Would you like me to create a video tutorial of the steps?
Cheers,
Brad———————————————-
ntertained.com.au – motion graphics and design -
Louis Marino
September 14, 2008 at 8:08 pmYup, yup, your right. That’s weird, I have no idea why I thought that never worked. Thanks for the offer of the tutorial, very kind, but as you say, it just works fine.
On a similar topic of questions that I’ve always wanted to ask but never gotten round to it, there is something else…
If say, I render out a video from a 3D app interlaced, and then import it into AE, if I then decide to increase or decrease the size of the footage, or add camera shake for example, does this not shift the interlacedness of the footage and produce some kind of flicker or strange result when it’s rendered out interlaced again from AE?

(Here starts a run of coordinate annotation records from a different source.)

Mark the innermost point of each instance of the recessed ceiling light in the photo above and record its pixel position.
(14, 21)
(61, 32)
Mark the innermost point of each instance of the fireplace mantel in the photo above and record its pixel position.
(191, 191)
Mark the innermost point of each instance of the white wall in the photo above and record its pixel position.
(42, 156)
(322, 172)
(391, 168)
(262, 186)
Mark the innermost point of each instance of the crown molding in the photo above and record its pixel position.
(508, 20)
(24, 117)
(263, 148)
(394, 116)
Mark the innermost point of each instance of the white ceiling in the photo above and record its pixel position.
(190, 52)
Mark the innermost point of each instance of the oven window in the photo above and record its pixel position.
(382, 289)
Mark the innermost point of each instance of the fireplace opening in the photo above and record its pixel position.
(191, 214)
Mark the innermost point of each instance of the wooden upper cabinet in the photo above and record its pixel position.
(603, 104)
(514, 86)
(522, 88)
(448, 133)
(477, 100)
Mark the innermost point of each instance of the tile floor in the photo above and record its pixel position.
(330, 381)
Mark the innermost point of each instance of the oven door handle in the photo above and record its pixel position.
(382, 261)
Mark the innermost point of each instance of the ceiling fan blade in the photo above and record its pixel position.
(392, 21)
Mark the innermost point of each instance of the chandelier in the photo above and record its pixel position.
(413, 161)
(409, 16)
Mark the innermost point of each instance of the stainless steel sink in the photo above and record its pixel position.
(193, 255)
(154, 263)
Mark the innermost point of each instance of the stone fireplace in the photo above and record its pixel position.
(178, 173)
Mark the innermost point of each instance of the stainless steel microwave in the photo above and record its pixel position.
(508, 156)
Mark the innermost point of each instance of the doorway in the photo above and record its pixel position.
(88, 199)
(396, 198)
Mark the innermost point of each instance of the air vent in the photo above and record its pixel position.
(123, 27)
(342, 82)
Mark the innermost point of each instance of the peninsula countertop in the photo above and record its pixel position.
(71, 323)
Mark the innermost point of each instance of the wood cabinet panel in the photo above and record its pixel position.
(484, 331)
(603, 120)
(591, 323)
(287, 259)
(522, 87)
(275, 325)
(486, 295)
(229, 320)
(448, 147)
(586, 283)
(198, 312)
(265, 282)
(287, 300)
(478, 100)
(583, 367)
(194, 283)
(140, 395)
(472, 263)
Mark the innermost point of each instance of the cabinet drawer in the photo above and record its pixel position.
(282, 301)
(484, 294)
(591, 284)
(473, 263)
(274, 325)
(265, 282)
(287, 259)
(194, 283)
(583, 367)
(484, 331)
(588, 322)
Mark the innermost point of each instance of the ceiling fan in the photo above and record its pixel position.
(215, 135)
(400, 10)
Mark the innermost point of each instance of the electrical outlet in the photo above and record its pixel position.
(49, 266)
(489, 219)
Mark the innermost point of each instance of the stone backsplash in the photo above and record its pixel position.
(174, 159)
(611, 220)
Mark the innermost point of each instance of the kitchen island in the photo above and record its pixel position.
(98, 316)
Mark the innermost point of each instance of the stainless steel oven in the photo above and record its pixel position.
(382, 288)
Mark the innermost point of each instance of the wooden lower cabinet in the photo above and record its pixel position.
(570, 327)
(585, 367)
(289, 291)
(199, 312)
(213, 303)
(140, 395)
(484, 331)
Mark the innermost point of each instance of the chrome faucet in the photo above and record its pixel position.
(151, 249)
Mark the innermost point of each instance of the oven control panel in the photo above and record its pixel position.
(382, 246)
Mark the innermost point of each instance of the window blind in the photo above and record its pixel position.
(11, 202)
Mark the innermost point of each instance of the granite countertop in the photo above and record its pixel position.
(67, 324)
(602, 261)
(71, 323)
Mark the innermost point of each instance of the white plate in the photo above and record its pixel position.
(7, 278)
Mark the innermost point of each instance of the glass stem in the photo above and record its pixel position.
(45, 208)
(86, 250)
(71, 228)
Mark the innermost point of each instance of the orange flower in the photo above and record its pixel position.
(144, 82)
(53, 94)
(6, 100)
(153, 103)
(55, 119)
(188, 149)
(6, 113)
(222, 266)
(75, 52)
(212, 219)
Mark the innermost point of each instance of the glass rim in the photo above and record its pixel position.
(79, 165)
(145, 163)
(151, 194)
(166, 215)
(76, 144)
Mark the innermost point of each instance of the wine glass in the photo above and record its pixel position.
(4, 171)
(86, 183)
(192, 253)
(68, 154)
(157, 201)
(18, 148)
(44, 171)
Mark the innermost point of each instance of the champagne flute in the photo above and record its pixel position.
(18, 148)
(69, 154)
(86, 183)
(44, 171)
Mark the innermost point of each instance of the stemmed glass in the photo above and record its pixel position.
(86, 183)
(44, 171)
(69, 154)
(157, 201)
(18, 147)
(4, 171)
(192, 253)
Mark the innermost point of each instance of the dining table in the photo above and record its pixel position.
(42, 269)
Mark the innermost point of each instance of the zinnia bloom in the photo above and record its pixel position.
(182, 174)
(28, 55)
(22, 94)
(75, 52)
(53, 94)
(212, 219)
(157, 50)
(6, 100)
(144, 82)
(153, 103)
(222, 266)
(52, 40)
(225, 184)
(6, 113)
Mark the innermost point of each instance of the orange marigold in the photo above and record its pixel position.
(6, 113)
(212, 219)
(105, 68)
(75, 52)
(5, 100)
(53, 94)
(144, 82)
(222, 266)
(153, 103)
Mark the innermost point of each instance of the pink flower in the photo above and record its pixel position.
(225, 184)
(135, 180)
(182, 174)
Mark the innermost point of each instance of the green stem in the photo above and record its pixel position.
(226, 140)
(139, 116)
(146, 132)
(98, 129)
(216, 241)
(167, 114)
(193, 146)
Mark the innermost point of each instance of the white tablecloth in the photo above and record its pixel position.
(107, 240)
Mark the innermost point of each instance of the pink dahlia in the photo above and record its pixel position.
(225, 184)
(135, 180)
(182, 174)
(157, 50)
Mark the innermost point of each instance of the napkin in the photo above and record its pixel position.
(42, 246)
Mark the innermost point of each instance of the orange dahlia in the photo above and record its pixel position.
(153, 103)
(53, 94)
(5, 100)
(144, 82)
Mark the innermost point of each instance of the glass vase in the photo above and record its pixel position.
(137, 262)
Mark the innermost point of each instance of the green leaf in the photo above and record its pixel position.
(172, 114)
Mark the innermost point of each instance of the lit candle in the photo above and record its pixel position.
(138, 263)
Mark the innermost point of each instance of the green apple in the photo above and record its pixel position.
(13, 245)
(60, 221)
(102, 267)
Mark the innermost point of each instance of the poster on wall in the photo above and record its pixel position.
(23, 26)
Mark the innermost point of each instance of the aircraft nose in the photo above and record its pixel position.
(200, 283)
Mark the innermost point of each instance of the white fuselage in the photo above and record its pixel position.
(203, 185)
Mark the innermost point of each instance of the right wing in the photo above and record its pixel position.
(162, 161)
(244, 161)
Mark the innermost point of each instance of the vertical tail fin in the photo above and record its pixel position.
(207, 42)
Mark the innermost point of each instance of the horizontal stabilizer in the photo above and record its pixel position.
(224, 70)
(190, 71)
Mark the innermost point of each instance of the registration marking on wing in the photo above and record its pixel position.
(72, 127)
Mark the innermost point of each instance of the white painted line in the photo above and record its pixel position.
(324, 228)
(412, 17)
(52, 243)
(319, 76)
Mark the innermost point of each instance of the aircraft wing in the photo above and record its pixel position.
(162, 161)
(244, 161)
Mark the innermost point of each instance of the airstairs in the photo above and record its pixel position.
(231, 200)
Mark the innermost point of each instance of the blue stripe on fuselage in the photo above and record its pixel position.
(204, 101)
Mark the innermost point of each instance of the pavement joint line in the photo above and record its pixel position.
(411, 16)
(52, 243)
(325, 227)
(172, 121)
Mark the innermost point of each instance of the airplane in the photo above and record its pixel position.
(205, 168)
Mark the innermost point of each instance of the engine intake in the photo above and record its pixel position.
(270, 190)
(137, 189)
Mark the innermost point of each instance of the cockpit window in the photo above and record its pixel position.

I don’t really like rendering out progressive from 3D and then combining it with AE animation, I’ve found that when this happens, the result is that the motion of the 3D has a slightly different feel to the animation done in AE, probably something to do with the fact that the fields in the AE bits are essentially different (ie if an object is moving right to left, it will be further over to the left on one of the fields on a single frame), while the 3D is kind of fake interlacing, in that the two fields will be of the same frame, just seperated. I suppose the alternative is just making everything progressive, and then interlacing it after it’s rendered out of AE. So this way at least it would all be ‘fake interlacing’
I hope I’m making sense…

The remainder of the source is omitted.